The kalyanamitra does not act in this way. When one moves into a relationship with a teacher, where his or her personal phenomena are part of the teaching, this is obviously powerful and scary. One has to have a real sense of how one chooses such a teacher. It is not possible to move into relationship with the vajra master until one has hit a certain level of practice; one has to have an appreciation of this person from that perspective. This is a question of evolution. Because Tantra is based on emptiness and moves toward form, compassionate activity is manifested through many aspects of behaviour that you were previously trying to renounce.

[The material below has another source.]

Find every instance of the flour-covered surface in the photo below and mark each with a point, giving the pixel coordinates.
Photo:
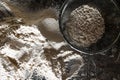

The teacher is a manifestation—through personality display—of many different things. It is not that every Vajra Master is outrageous; because that would be predictable. Some are; some are not. One vajra master might be a perfect monk or a perfect nun in every respect. There is no way that one can define what is called ‘personality display’.

Taking the Three Kayas of the Lama as the Path:

From the perspective of Dzogchen, an important practice is taking the three kayas of the Lama as the path. These are the three displays: presence display, personality display, life-circumstances display. This word ‘display’ becomes a bit like the word ‘vajra’. The word is used to show that there is teaching available from these; and it is also empty – there is nothing there. This is display. So one has the presence of the teacher which is Dharmakaya – the Lama is simply there. Then there is personality display, Sambhogakaya – the things that the Lama does, his or her interests in life, their preferences – whatever you would find in a personality. Life circumstances display is Nirmanakaya; and this will be whether the Lama gets a parking ticket, or gets cancer and dies, whether the Lama’s husband or wife leaves, whether their house falls down in the earthquake, or whatever happens – life circumstances display. It is the way the teacher manifests the teachings through each of these. If one is able to see these displays, then one can enter into real vajra commitment.